I need to filter a vector of dates by year given that the instructions before calculating how many protests in the data set occurred in each month in 2020 (the data set contains information on protests over several years), but I have not been able to figure out how to do this.
Can anyone explain how I might go about filtering the original data set (protest_dates) by both month and year? (Bearing in mind that I am only allowed to use the StringR package for this assignment?)
I get that, that's why I tried to phrase my original question so that it would not be necessary to access the data itself, I'm just trying to understand the concepts associated with these types of data.
if you are only allowed to use stringr (which is a suboptimal way of working with dates), you will have to chop up a date string into its representative components (typically, day/month/year) and go from there.
I personally prefer to deal with dates with the R package lubridate, and filter/subset with dplyr.

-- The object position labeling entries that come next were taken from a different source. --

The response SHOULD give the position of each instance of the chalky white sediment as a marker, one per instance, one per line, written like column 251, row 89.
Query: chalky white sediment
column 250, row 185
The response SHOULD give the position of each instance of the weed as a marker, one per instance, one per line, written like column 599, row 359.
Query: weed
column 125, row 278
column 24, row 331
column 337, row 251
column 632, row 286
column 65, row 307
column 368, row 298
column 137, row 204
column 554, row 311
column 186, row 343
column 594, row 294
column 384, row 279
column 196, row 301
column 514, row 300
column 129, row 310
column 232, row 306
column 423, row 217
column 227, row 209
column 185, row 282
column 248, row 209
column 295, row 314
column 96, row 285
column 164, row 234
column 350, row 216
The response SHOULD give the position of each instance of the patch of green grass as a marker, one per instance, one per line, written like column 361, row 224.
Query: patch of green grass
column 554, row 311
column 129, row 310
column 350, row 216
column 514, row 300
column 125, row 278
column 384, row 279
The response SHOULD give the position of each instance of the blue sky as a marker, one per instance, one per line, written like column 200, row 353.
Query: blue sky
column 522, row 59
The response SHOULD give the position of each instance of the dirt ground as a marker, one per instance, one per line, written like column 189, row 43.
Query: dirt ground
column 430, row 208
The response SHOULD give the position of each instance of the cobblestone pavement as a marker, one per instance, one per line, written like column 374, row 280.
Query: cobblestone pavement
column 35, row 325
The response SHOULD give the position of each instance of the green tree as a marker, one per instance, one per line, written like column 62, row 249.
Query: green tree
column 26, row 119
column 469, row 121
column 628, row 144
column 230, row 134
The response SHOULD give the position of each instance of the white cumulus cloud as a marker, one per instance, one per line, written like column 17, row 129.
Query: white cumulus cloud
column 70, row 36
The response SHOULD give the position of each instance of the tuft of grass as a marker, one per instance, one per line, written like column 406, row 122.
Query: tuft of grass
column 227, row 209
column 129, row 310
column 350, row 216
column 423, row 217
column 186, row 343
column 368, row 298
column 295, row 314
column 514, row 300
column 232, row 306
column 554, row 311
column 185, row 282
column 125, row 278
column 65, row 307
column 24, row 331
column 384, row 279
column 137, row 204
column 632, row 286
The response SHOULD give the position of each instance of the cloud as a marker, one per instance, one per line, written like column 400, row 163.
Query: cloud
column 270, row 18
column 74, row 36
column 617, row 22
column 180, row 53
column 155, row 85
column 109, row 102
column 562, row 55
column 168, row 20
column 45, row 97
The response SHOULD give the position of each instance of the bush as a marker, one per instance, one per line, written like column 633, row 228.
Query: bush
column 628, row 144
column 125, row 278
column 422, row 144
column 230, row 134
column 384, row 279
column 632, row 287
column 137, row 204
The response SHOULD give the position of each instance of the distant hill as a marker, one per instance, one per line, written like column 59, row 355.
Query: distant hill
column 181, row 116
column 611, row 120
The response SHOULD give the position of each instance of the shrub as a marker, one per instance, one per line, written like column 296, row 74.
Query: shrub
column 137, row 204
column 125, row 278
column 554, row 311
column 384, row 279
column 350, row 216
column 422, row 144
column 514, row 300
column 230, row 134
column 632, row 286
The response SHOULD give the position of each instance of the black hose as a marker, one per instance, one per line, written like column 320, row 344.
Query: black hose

If you are dealing with a lot of date-times, the clock package is also quite handy.
With stringr - Dates usually have a consistent separator and format. For example, separating year month and day with a slash or dash. Using only stringr, there's a nice set of split and substring functions, https://stringr.tidyverse.org/.
library(stringr)
library(dplyr)
date = c("2022-01-01", "2022-01-02")
date %>% str_split_fixed("-", n=3)
#> [,1] [,2] [,3]
#> [1,] "2022" "01" "01"
#> [2,] "2022" "01" "02"
date %>% str_sub(start = 1, end = 4)
#> [1] "2022" "2022"
date %>% str_sub(start = 6, end = 7) %>% as.numeric()
#> [1] 1 1
date %>% str_sub(start = 9, end = 10) %>% as.numeric()
#> [1] 1 2